NOTWITHSTANDING THIS REPORT OR ANY DISCUSSIONS CONCERNING CONDITION OF A LOT, ALL LOTS ARE OFFERED AND SOLD "AS IS" IN ACCORDANCE WITH THE CONDITIONS OF SALE PRINTED IN THE CATALOGUE.
Catalogue Note
Although generally referred to as a spice box, miniature high chests of drawers like this one are more aptly termed valuables cabinets since inventory references indicate they typically stored prized household items such as jewelry or silver. One example listed in the 1750 estate inventory of Jacob Hibberd of Chester County contained gold and silver sleeve buttons, silver and brass shoe buckles, a pincushion with a silver chain, silver scissors and a thimble, eight silver teaspoons and a pair of silver sugar tongs (Margaret Schiffer, Furniture and Its Makers of Chester County, Pennsylvania, 1978, p. 266). The form was more popular in Pennsylvania than in any of the other American colonies and produced there throughout the eighteenth century.

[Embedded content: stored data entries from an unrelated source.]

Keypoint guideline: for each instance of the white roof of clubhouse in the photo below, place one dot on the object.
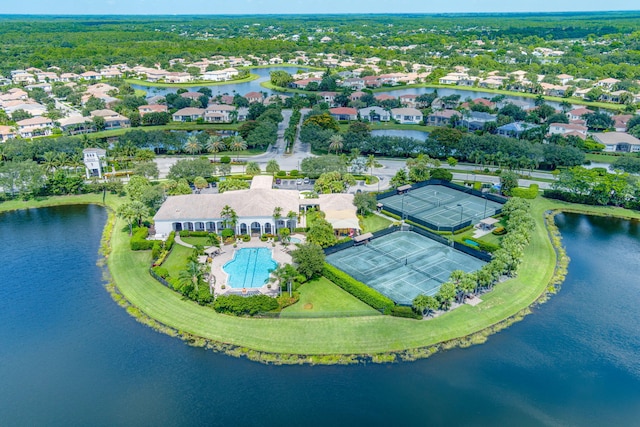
(246, 203)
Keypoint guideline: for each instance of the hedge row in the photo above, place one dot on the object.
(239, 306)
(358, 289)
(139, 240)
(526, 193)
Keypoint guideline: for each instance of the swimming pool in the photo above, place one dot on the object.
(249, 268)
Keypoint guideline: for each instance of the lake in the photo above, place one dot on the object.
(415, 134)
(226, 89)
(71, 356)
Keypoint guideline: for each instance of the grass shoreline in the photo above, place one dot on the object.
(328, 340)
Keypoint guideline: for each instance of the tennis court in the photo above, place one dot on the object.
(442, 206)
(403, 265)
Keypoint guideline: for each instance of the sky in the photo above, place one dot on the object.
(219, 7)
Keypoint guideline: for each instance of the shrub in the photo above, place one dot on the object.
(161, 271)
(156, 250)
(139, 240)
(227, 233)
(170, 241)
(499, 231)
(402, 311)
(238, 305)
(358, 289)
(526, 193)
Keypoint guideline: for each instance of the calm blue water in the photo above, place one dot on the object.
(415, 134)
(227, 89)
(70, 356)
(249, 267)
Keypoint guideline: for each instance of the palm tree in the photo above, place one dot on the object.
(50, 161)
(238, 144)
(291, 217)
(336, 142)
(192, 276)
(215, 144)
(372, 163)
(192, 146)
(277, 214)
(285, 273)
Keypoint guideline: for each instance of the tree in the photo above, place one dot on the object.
(191, 277)
(336, 143)
(192, 146)
(277, 214)
(320, 232)
(189, 169)
(229, 217)
(273, 167)
(215, 144)
(200, 183)
(508, 181)
(147, 170)
(284, 274)
(309, 259)
(237, 144)
(365, 202)
(132, 211)
(253, 168)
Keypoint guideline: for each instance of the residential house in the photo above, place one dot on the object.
(515, 129)
(69, 77)
(152, 108)
(408, 100)
(577, 113)
(7, 133)
(407, 115)
(607, 83)
(442, 117)
(24, 77)
(618, 142)
(94, 161)
(374, 114)
(75, 125)
(568, 129)
(620, 122)
(35, 127)
(44, 86)
(254, 97)
(564, 78)
(329, 97)
(188, 114)
(178, 77)
(474, 120)
(344, 113)
(91, 75)
(194, 96)
(112, 120)
(219, 113)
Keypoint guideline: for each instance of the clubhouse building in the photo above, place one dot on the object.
(255, 209)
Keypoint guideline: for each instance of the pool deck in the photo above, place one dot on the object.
(218, 277)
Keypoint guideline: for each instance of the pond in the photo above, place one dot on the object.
(226, 89)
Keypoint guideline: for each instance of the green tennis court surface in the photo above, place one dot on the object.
(442, 206)
(403, 264)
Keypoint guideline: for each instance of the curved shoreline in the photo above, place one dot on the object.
(374, 339)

This example is remarkable for retaining its early grain painting over an apparently original blue paint. Despite its small scale, it follows the design and construction of its full-size Pennsylvania counterparts. Similar grain painting appears on a chest with drawers at Yale University associated with an unknown decorator working near the Berks-Montgomery County line of Pennsylvania (see Monroe Fabian, The Pennsylvania-German Decorated Chest, New York, no. 115, p. 145). That chest also features ogee bracket feet and brackets similar to those on the present chest. Another miniature chest of drawers also with rope-twist-carved quarter columns but lacking painted decoration is in the collection of the Chipstone Foundation and illustrated in Oswaldo Rodriguez Roque, American Furniture at Chipstone, Madison, 1984, no. 35, pp. 78-9.